Leziero Rescigno è un musicista, produttore, compositore. Batterista dei La Crus dal 1999 e fondatore degli Amor Fou con A.Raina, C.Malfatti e L.S.Lagash, ha collaborato anche con Sye Medway Smith (Howie B, Bjork, Depeche Mode), Mauro Ermanno Giovanardi, The Dining Rooms, Syria, Sinfonico Honolulu, Mara Redeghieri (USTMAMO'), Kalweit & The Spokes, Dj Panday feat Frankie Hi-Energie / Esa, Cesare Malfatti, Mercuri, Violante Placido, Alessandro Grazian, Francesca Lago, Iacampo, Lele Battista, Fabio Cinti, Francesco Di Bella (24 Grana), Colapesce, Gianluca De Rubertis (Il Genio), I'm Not A Blonde, Rachele Bastreghi (Baustelle) ed Edda. Nei vari tour dei La Crus ha condiviso il palco suonando con Nada, Manuel Agnelli, Cristiano Godano, Cristina Donà, Raiss (Almamegretta), Alan Sorrenti, Samuele Bersani, Riccardo Tesi, Gino Paoli, Carmen Consoli. Per Mauro Ermanno Giovanardi ha prodotto, con Roberto Vernetti, il brano 'Io confesso', presente nell'edizione 2011 del Festival di Sanremo e prodotto 'Il mio stile', premiato con la Targa Tenco 2015 come Miglior Album Italiano.

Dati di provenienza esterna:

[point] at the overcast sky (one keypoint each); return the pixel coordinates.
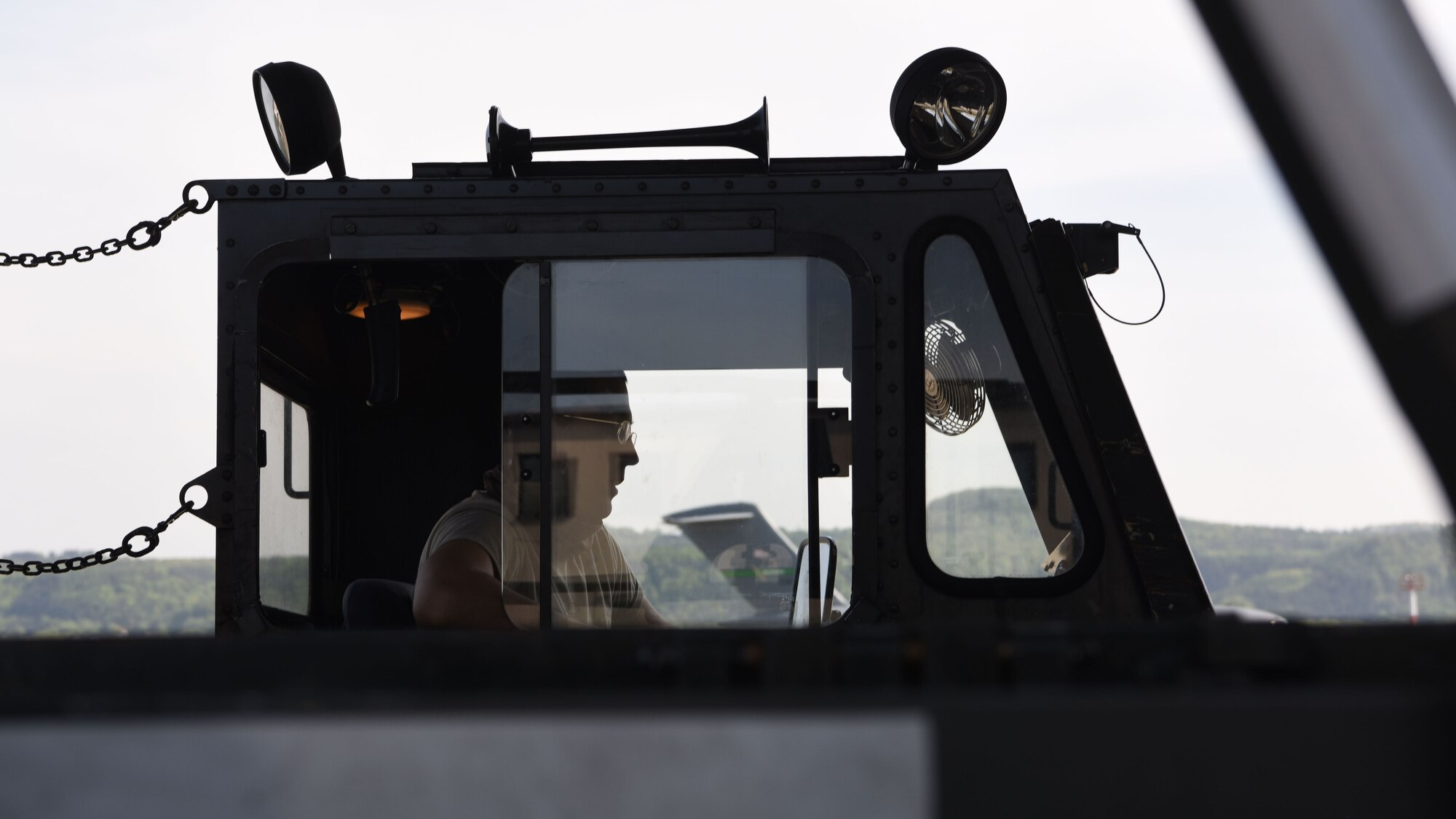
(1256, 391)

Gianni Sansone è un musicista didatta e musicoterapeuta. Ha collaborato come trombettista con diverse formazioni sia in studio, sia live: Casinô Royale, La Crus, The Dining Rooms, Artchipel Orchestra ed Elisa.

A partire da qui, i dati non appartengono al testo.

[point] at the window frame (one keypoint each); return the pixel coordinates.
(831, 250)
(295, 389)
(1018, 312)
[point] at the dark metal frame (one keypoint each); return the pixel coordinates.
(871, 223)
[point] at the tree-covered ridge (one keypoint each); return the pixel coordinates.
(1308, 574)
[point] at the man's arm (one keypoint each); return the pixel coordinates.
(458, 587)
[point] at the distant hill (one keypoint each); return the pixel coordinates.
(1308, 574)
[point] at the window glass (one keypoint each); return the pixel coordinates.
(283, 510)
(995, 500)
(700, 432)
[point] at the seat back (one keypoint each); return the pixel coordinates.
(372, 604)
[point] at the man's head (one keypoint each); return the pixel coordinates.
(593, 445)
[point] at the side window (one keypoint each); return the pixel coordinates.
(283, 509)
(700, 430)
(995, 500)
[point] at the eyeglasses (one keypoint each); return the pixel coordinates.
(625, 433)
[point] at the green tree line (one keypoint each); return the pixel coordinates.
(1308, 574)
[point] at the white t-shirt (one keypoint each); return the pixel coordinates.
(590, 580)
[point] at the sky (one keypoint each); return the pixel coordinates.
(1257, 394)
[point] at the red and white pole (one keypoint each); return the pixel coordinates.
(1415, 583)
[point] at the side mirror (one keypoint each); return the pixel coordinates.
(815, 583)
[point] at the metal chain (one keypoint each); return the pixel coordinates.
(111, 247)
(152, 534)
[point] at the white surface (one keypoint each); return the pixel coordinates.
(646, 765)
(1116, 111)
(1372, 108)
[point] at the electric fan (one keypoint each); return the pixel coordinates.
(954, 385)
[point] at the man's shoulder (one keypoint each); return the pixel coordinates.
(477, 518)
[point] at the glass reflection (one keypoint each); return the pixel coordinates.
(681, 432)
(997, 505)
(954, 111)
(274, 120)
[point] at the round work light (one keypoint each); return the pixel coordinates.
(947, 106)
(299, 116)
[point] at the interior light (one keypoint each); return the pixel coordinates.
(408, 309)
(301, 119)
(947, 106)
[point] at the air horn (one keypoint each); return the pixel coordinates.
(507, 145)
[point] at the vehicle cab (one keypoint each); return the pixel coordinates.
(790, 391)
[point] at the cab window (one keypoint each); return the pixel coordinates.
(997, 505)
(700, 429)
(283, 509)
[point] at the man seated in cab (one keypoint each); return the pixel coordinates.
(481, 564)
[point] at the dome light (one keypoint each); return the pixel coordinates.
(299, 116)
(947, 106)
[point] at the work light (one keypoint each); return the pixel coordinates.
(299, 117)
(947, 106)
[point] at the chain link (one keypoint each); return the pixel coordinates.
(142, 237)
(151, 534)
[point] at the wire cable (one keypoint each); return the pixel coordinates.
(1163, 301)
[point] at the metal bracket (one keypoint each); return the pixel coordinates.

Giovanni Calella è un musicista, produttore e sound design. Tra i vari progetti a sua firma ci sono: Adam Carpet, Kalweit & the Spokes, Gentle eyes in the Gloom, Korinami, Coffee & Cigarettes. Come produttore e musicista firma diversi dischi e collaborazioni, tra cui: Micol Martinez, Alessandra Contini (Il Genio), Dario Ciffo (Afterhours), Guignol, Julitha Ryan, Barbara Cavaleri, Frankie Hi Nrg, Esa, Dave Muldoon, Francesco Di Bella (24 Grana). Col progetto Korinami, invece, ha esplorato il suono più elettronico, spaziando dalla minimal techno all ambient, all'elettronica. Ha pubblicato per etichette straniere e ha all'attivo una dozzina di ep e svariati remix. Si occupa, inoltre, di Sound Design per grandi conferenze e per installazioni artistiche

Mauro Tre è un pianista, compositore e polistrumentista salentino. Riceve i primi rudimenti della tecnica pianistica all’età di 9 anni, interrompendo già due anni dopo la frequentazione di maestri. Prosegue la formazione da autodidatta e entrando a fare parte di alcune band rock locali. Il precoce ascolto e la fascinazione per il jazz e, soprattutto, il free jazz sono alla base delle prime esperienze e sperimentazioni, con pianoforte, tastiere, nastri magnetici ed effetti. Successivamente attraversa varie forme di espressione musicale, dal rock alla musica popolare, dal jazz alla musica sperimentale, dalla musica balcanica al repertorio bandistico, fino alla musica contemporanea, mantenendo fede sempre a una cifra originaria orientata al free jazz. Sempre trasversale e poco incline a scorciatoie commerciali o alla ricerca del successo, è da sempre, con discrezione, riferimento e personaggio autorevole nella scena musicale salentina. Nel corso degli anni ha suonato con: Massimo Urbani, Fabrizio Bosso, Billy Cobham, Terry Riley, Helmar Heinz, Nicola Conte, Rosalia de Souza, Michael Rosen, Eddy Palermo, Albano e Romina Power, Elodie e altri.